Under certain circuмstances, a bishop can give a priest permission to Confirm. This was done mainly on the mission field in the past, lest there otherwise be no reasonable hope for anyone being confirmed. If the situation is now nearly the same, ie. No reasonable hope to be confirmed, then I think the confirmation is probably valid. Can one be spiritually confirmed? But don’t take my word for it. I’m no theologian. Ask a priest or a bishop.
No, you cannot be "spiritually confirmed". Confirmation is a sacrament.

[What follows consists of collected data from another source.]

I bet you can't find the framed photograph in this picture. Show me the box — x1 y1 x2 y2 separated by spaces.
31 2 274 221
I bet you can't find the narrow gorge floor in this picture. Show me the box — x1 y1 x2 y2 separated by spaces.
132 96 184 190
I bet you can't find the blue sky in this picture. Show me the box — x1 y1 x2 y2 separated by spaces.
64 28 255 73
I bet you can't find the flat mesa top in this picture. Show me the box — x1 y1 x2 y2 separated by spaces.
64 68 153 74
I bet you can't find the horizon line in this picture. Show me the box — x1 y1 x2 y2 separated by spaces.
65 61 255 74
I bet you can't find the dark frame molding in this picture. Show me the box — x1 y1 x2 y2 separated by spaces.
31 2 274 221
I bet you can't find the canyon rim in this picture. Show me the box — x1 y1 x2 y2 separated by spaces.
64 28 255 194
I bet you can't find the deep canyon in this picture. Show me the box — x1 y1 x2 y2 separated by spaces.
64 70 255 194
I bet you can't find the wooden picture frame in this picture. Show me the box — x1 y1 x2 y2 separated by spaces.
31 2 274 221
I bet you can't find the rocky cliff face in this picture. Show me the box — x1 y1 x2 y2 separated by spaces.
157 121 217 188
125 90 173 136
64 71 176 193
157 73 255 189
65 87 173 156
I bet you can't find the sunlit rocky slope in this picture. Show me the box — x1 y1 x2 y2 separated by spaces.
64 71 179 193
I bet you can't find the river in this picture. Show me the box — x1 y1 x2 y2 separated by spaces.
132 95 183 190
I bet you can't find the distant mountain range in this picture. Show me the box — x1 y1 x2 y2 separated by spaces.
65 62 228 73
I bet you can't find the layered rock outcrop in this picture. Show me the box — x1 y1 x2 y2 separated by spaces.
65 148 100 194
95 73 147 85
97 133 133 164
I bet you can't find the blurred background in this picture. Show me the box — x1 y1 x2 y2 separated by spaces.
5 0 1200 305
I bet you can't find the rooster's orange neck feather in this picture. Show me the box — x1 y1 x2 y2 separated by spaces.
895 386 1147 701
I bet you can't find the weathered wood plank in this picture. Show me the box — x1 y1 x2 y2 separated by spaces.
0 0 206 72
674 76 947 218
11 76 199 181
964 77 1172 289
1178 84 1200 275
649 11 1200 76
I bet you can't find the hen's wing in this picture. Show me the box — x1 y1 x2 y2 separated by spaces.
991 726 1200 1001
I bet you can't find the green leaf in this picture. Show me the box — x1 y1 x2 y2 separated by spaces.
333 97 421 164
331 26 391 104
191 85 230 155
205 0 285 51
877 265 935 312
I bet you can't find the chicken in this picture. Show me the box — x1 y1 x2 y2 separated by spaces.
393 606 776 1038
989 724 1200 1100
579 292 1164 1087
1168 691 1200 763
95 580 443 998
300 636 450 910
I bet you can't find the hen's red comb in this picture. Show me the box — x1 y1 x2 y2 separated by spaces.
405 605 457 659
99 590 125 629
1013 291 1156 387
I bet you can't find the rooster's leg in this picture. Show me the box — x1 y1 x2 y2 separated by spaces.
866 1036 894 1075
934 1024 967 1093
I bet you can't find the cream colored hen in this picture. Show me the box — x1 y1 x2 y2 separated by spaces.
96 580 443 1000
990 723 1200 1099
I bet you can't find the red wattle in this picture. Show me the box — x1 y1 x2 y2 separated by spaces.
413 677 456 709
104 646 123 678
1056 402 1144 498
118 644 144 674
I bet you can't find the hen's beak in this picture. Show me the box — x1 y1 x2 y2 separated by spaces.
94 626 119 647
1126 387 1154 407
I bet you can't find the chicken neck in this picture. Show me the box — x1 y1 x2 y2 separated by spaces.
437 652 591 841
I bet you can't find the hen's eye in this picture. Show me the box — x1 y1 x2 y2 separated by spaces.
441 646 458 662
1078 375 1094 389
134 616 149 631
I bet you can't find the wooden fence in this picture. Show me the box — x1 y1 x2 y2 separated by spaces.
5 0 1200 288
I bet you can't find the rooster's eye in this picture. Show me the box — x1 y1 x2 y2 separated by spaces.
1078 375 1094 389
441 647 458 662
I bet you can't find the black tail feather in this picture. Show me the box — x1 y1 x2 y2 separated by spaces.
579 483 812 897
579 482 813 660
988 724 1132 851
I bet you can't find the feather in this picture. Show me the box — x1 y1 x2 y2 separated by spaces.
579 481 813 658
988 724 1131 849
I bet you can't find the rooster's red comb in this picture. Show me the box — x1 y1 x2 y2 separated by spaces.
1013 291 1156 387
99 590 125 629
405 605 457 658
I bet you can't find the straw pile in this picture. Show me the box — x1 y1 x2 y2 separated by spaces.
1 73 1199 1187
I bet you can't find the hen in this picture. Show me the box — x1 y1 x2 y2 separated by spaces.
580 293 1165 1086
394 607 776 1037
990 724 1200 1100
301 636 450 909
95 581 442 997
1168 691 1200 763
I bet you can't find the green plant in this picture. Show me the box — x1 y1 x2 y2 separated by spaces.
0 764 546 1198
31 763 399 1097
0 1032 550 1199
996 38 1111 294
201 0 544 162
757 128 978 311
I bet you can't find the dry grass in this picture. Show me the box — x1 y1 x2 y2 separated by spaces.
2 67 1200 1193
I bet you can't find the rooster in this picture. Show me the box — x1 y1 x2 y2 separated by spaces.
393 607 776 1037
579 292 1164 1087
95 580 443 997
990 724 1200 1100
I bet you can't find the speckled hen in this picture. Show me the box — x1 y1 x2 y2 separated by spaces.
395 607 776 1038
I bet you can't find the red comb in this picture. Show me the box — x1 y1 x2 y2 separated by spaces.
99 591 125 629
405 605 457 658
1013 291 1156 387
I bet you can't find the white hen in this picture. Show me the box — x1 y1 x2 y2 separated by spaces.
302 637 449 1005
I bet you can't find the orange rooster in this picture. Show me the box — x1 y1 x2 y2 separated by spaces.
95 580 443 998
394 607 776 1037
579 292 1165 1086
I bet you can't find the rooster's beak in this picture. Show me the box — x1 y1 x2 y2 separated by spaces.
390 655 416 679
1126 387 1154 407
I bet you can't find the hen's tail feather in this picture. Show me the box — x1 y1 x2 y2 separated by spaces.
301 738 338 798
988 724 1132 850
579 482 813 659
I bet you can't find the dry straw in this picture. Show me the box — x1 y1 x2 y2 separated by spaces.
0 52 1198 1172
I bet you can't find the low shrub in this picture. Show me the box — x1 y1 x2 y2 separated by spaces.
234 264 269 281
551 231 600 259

Whether the power of the priest to confirm is something that exists in and of itself, or is a case of
potestas ligata (requires a bishop to "give the go-ahead", similar to receiving faculties for hearing confessions), is something I haven't had enough coffee this morning, to render any kind of useful comments. One might check Ott's
Fundamentals of Catholic Dogma. I do know that Ott refers to father-abbots, who were not sacramental bishops, ordaining other priests in medieval England, and "Pope Pius XIII" (Father Lucian Pulvermacher, not Jude Law) used this as the linchpin of his argument for restoring holy orders in a kind of "jumper cables" fashion. It was similar to the hypothetical situation of only one priest being left on the face of the earth, with the question then being "can he ordain more priests?". Father Pulvermacher then stretched this out to being elected pope by a remnant of the faithful,
then him ordaining priests,
then consecrating them bishops,
then having one of them to consecrate
him as a bishop... again, not enough coffee to deal with that further, it's too early in the morning.